処分の内容は、業務改善命令(業務管理体制の改善)です。
「監査契約の新規締結及び更新、監査実施者の教育・訓練及び選任、監査業務に係る審査、定期的な検証など品質管理全般に多くの不備が認められている」「監査業務の実施において、リスク・アプローチに基づく監査計画の立案や会計上の見積りの監査等について、重要な手続に多くの不備が認められている」「監査調書の作成において、結論だけが記載されているもの又は資料を綴じ込んだだけのものが多数みられるにもかかわらず、これを看過している」「被監査会社において、重要な営業損失、マイナスの営業キャッシュ・フロー、主要な得意先の喪失等、監査の基準に例示されている継続企業の前提に重要な疑義を生じさせるような事象又は状況が複数存在することを監査チームは認識しているにもかかわらず、当該事象又は状況は識別していないとする経営者の主張の妥当性を検討していない」「不動産取引において買い手が当該不動産の売戻し権を保有するなど通例でない重要な取引について、当該取引の事業上の合理性を十分に検討していない」など、いろいろな指摘がなされています。
(「当監査法人の業務執行社員は、監査リスクの高い複数の上場会社の監査業務を行っているにもかかわらず、被監査会社の主張を批判的に評価していないなど、職業的懐疑心を十分に保持・発揮していない」という指摘もありますが、これは少し変です。
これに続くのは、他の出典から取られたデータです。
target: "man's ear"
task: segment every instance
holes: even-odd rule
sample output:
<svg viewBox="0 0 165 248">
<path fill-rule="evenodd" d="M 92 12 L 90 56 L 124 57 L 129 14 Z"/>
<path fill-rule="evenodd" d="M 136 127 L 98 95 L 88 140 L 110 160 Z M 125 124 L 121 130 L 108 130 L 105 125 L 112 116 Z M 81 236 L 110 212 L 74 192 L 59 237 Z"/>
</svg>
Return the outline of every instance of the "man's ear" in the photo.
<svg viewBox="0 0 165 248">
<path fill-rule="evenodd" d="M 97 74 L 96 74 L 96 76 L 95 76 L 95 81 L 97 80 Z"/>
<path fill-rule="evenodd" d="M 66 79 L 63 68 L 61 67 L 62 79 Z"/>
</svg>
これだと、監査リスクが高い場合にのみ、被監査会社の主張を批判的に評価すればよいというように読めます。しかし、職業的懐疑心は「監査証拠を鵜呑みにせず、批判的に評価する姿勢」(監査基準委員会報告書200)のことであり、また、職業的懐疑心は、監査リスクの高低にかかわらず、常に保持しなければならないのですから、監査リスクが低いと一般的に考えられているような会社(例えば不正発覚前のオリンパスや東芝)でも、被監査会社の主張(これも証拠の一種)の批判的評価は必要でしょう。また、細かいことをいえば、この文脈では「監査リスク」(監査手続実施後にも残るリスク)ではなく「重要な虚偽表示リスク」でしょう。)